I’m Howard Wu.
For over a decade I’ve been a lawyer and a preschool owner. My background in the law has helped our preschools stand firm against Community Care Licensing when they have overstepped, and now my mission is to help every childcare provider in California do the same.
My story
I graduated cum laude from the University of Pennsylvania Law School in 2010. In 2012, my wife and I opened Aspen Leaf Preschool in San Diego. We opened our second location 2016, and our third and fourth locations in 2020.
For over ten years I worked as a civil litigation attorney while also co-owning the preschools. My wife, a long-time preschool teacher and expert in early childhood education, led the preschools, and I handled legal and administrative matters like payroll and insurance.
How i can help
Type A & Type B licensing citation appeals
My original mission was to help childcare providers in California (centers and home-based) to be better prepared and better equipped to appeal Type A and Type B licensing citations. I wrote a step-by-step guide, created templates, gathered appeals I’d previously researched and written, and packaged it together into an affordable digital download I called my Licensing Appeal Kit (see below).
Quickly, preschools who purchased my Licensing Appeal Kit asked what I would charge to review or assist with their appeals. As a result, I began offering my Licensing Appeal Kit with a 1-hour consultation, which most folks used in connection with an appeal (we would discuss the citation and the facts, I would send an outline of how I would approach the appeal, and I’d review the appeal they put together). The Kit+Consultation remains available, though the consultation does not have to be about an appeal.
LEGAL REPRESENTATION IN ADMINISTRATIVE CASES
For childcare providers (facilities, administrators, or teachers), I can offer legal representation in Department of Social Services administrative actions (“revocation actions” in which DSS is seeking to revoke a facility’s license, or “exclusion actions” in which DSS is seeking to exclude an individual from working in childcare).
As a lawyer, my general practice area is civil litigation (civil lawsuits, for both plaintiffs and defendants). Administrative actions are similar to civil litigation in many respects–certain filings are required, there is a process called “discovery” for getting documents and information from witnesses, there is a hearing before a judge, and there are opportunities to try to settle the matter prior the hearing. For that reason, I highly recommend retaining an attorney if you are involved in any administrative action.

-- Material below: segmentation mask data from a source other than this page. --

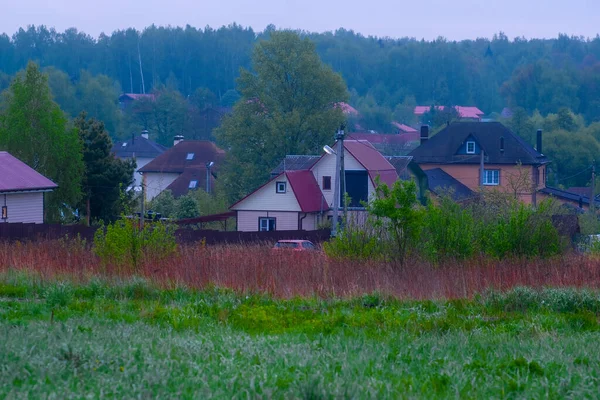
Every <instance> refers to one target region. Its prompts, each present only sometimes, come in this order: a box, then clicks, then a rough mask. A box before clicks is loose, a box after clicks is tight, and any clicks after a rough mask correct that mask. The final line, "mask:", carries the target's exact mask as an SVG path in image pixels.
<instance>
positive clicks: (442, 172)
mask: <svg viewBox="0 0 600 400" xmlns="http://www.w3.org/2000/svg"><path fill="white" fill-rule="evenodd" d="M424 172H425V175H427V183H428V186H429V190H430V191H431V192H432V193H434V194H436V195H438V196H440V195H443V194H445V191H451V195H452V199H453V200H455V201H460V200H466V199H468V198H472V197H474V196H475V193H474V192H473V191H472V190H471V189H469V188H468V187H467V186H465V185H463V184H462V183H460V182H459V181H457V180H456V179H454V178H453V177H452V176H450V175H448V174H447V173H446V172H445V171H443V170H442V169H441V168H434V169H430V170H426V171H424Z"/></svg>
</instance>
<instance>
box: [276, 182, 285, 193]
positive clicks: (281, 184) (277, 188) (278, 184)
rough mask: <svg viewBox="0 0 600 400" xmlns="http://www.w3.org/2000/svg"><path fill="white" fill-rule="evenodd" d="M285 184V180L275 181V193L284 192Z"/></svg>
mask: <svg viewBox="0 0 600 400" xmlns="http://www.w3.org/2000/svg"><path fill="white" fill-rule="evenodd" d="M286 186H287V185H286V183H285V182H277V183H275V191H276V192H277V193H285V188H286Z"/></svg>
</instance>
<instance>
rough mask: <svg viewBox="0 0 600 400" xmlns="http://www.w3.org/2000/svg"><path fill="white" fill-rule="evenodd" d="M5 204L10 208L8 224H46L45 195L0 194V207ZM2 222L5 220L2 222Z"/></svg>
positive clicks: (6, 220) (2, 220) (18, 193)
mask: <svg viewBox="0 0 600 400" xmlns="http://www.w3.org/2000/svg"><path fill="white" fill-rule="evenodd" d="M5 201H6V203H5ZM5 204H6V206H7V208H8V219H7V220H6V222H8V223H15V222H25V223H36V224H41V223H43V222H44V193H17V194H6V195H4V194H0V206H4V205H5ZM2 222H4V220H0V223H2Z"/></svg>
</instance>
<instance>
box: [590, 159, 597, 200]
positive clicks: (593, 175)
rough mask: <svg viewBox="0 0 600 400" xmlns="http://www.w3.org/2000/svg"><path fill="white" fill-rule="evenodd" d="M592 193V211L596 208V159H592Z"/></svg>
mask: <svg viewBox="0 0 600 400" xmlns="http://www.w3.org/2000/svg"><path fill="white" fill-rule="evenodd" d="M591 186H592V187H591V189H592V195H591V196H590V211H592V212H593V211H594V210H595V209H596V160H592V184H591Z"/></svg>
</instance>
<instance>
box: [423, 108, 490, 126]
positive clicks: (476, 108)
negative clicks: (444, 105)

ongoing legal and operational advice
I am also available on retainer to provide general legal and operational advice. Clients who have retained me for general counsel are able to contact me at any time with questions, issues, or certain tasks. Because of my experience as both an attorney and a preschool owner, these span the full gamut of issues childcare providers confront. For example:
- An LPA showed up to investigate a complaint and the provider wanted to know what information they’re required to provide.
- A child experienced an accident at a center, and the family took the child to urgent care, but the physician did not administer any treatment or prescribe medication, and the center wanted to discuss whether the situation required an Unusual Incident Report to be filed.
- A center needed to expel a troublesome family and wanted assistance to draft an email that would avoid legal liability.
- A center wanted me to review and suggest updates to their parent handbook.
- A center’s employee appeared to have stolen money and the owner wanted to know what legal options were available.
Why I want to help
Community Care Licensing is broken. The agency has lost sight of its mission.
I believe that childcare centers must be licensed and regulated. It is important that families know that the centers they send their children to meet some minimum standards for health and safety.
The problem is, CCLD as it currently operates is an agency that has clearly lost sight of its mission. The law that created CCLD begins by saying that the agency “shall not” review “the content of any educational or training program” in childcare centers, which means CCLD has no concern for the quality of the education preschools provide. Instead, the agency operates essentially as law enforcement, tasked only with enforcing the licensing regulations. On that front, the bureaucracy at CCLD has implemented many regulations that do nothing for health, safety, or quality. Moreover, because CCLD’s mission is centered around enforcement, its LPAs and Regional Managers are incentivized to enforce anything and everything.
Meanwhile, most childcare centers are small businesses, whose owners typically have no background in law and who lack the time and resources to hire attorneys when CCLD oversteps. And because preschools typically don’t challenge CCLD’s instructions or decisions, CCLD is rarely held accountable when it stretches to find a reason to issue a citation, or when it tries to enforce rules that don’t even exist.
These factors have combined to create a toxic culture at CCLD, centered on obedience and hostile to accountability. The agency’s inspections of the state’s best preschools have become nothing but citation-hunting expeditions. The agency and its employees refuse to admit or apologize when it makes a mistake. And worst, when a center attempts to hold the agency accountable to its obligations under the law, the agency often retaliates, without regard for the harm done to children, families, the centers, or taxpayers.